Pituitary adenomas are a common intracranial neoplasm, usually demonstrating a benign phenotype. They can be classified according to pathological, radiological or clinical behaviour as typical, atypical or carcinomas, invasive or noninvasive, and aggressive or nonaggressive. Prolactinomas account for 40–60% of all pituitary adenomas, with dopamine agonists representing the first-line treatment and surgery/radiotherapy reserved for drug intolerance/resistance or in neuro-ophthalmological emergencies. We present the case of a 62-year-old man with an apparently indolent prolactin-secreting macroadenoma managed with partial resection and initially showing a biochemical response to cabergoline. Five years later, the tumour became resistant to cabergoline, despite a substantial increase in dosage, showing rapid growth and causing worsening of vision. The patient then underwent two further transsphenoidal operations and continued on high-dose cabergoline; despite these interventions, the tumour continued enlarging and prolactin increased to 107 269 U/L. Histology of the third surgical specimen demonstrated features of aggressive behaviour (atypical adenoma with a high cell proliferation index) not present in the tumour removed at the first operation. Subsequently, he was referred for radiotherapy aiming to control tumour growth.

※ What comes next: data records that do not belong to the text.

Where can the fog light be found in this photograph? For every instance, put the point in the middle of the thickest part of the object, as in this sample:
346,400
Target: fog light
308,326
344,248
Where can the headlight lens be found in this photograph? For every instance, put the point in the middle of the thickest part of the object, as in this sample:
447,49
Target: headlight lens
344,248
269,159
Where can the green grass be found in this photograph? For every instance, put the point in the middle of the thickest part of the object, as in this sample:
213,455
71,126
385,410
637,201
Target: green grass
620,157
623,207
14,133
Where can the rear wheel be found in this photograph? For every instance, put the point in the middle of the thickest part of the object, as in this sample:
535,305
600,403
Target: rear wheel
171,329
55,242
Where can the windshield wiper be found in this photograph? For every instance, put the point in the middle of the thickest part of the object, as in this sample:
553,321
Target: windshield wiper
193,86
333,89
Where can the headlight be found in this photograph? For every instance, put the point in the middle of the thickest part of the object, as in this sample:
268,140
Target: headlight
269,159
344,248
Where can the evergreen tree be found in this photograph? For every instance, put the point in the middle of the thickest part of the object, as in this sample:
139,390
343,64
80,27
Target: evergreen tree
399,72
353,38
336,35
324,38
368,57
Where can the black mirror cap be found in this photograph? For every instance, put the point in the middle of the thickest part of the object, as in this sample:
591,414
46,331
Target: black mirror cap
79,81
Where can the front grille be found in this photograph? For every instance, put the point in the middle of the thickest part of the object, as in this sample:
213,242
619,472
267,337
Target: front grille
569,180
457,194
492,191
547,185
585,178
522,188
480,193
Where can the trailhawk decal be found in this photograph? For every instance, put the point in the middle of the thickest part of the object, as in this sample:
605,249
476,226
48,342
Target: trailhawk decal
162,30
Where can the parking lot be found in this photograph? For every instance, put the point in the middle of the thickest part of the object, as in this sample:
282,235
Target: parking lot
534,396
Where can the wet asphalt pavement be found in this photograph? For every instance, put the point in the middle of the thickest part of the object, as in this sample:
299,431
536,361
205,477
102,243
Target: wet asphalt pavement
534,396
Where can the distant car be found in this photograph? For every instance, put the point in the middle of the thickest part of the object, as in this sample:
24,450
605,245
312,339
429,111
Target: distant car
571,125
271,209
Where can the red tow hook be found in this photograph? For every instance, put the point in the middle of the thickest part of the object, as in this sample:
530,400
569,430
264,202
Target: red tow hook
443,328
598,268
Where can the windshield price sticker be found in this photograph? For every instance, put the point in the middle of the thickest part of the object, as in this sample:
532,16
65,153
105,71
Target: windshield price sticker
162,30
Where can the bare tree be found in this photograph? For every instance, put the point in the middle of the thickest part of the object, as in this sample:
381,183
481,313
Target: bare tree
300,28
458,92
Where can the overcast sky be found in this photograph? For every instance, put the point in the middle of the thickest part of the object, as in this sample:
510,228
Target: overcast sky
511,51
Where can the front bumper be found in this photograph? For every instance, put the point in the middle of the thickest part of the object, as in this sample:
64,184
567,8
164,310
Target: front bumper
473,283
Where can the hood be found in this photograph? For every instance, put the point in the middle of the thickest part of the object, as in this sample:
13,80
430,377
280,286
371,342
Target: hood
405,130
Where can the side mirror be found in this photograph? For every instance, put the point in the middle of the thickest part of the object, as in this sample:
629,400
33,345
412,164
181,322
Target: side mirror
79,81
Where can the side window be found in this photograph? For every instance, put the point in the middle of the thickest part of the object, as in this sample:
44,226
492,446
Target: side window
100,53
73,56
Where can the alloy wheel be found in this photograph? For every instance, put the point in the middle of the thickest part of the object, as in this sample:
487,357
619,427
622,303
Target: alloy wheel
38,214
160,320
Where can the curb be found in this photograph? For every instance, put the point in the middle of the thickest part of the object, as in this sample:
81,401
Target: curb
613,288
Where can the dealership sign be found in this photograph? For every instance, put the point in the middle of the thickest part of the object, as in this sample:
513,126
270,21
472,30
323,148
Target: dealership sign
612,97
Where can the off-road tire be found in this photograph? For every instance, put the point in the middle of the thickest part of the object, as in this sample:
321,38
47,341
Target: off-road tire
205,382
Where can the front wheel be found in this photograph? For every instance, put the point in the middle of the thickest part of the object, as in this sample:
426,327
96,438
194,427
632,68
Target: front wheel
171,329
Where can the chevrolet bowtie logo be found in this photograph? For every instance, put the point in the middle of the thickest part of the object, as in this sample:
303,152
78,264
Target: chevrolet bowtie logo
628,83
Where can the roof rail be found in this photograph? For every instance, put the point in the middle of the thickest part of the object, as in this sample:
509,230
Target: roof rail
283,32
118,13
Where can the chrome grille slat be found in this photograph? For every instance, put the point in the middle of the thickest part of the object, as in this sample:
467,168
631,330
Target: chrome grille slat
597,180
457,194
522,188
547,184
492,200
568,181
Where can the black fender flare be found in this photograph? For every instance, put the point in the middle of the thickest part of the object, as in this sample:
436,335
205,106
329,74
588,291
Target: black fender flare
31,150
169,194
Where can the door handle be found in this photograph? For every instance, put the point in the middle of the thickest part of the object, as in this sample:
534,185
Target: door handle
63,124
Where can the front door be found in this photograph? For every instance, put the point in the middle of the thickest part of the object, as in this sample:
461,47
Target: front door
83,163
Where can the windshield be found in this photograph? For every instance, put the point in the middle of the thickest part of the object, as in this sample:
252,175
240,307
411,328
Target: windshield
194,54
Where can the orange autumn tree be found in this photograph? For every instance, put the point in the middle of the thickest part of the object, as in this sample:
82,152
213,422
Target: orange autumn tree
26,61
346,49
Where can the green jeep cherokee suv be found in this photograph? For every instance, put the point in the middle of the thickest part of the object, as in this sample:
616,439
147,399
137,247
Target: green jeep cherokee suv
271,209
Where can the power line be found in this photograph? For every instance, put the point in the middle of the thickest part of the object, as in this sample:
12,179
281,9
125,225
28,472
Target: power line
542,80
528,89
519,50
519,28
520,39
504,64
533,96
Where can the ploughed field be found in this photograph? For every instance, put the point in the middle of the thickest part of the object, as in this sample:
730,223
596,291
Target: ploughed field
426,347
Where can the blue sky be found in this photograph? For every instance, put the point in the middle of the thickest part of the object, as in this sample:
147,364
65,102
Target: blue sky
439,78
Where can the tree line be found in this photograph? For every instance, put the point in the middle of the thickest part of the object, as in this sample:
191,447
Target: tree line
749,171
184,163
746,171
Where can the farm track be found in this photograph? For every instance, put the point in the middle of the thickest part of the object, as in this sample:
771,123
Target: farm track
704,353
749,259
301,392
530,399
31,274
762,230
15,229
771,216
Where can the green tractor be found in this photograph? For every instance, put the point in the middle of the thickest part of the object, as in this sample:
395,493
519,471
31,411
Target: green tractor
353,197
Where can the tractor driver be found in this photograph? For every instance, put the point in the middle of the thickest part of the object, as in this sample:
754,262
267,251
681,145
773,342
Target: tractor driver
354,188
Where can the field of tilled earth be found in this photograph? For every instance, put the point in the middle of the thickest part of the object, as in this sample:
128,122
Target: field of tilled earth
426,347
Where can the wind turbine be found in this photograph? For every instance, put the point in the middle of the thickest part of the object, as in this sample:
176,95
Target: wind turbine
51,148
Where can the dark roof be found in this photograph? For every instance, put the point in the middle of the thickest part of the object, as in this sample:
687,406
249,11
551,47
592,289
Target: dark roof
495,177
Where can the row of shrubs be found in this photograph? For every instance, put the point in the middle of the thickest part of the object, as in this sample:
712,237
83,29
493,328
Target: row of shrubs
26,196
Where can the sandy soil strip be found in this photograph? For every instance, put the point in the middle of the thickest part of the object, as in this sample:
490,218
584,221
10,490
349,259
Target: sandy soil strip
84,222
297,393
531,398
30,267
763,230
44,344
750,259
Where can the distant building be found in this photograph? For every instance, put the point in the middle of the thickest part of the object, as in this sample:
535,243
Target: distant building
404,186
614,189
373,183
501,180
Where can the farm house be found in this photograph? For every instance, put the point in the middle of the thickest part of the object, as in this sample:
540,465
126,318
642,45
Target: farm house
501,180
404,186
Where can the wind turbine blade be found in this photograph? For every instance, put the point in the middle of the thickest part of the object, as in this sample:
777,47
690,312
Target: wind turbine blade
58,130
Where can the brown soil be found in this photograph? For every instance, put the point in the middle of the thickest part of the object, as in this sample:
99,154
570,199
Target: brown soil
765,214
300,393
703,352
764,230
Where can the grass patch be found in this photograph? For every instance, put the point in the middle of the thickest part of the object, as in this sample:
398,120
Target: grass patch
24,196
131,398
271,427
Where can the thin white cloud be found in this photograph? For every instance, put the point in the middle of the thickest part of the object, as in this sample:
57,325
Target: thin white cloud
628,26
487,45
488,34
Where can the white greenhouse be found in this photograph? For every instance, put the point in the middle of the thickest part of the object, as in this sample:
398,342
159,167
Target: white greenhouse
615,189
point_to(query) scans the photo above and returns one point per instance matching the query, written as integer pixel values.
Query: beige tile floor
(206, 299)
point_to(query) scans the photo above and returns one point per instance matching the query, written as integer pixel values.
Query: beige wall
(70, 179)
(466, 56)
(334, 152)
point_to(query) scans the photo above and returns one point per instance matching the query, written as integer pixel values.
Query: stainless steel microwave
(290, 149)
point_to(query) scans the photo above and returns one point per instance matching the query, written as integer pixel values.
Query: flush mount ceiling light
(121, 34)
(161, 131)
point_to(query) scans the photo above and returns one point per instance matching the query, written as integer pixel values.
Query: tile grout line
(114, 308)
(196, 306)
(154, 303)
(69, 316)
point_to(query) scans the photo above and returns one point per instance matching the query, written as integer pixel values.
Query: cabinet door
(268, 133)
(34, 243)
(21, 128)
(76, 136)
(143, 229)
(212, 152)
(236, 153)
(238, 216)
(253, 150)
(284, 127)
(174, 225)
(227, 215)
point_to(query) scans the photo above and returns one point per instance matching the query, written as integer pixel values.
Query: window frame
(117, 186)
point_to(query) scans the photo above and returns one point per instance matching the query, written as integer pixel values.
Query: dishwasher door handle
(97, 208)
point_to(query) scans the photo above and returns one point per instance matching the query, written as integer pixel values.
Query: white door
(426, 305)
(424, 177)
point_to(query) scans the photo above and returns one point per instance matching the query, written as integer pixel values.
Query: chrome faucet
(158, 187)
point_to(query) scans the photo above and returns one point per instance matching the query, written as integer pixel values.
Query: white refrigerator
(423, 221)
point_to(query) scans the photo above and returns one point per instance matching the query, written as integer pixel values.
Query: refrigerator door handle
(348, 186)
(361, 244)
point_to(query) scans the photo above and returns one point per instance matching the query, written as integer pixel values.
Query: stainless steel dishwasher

The development of secondary resistance to dopamine agonists (DAs) is a serious sign as it may be associated with de-differentiation of the prolactinoma and thus of aggressive or malignant transformation.
Significant de-differentiation of the adenoma documented on consecutive histologies suggests a possible transition to malignancy.
A combination of histological ‘alarm’ features associated with persistent growth and escape from DAs treatment in recurrent adenomas should alert clinicians and demands close follow-up.
A multidisciplinary approach by pathologists, endocrinologists and neurosurgeons is essential.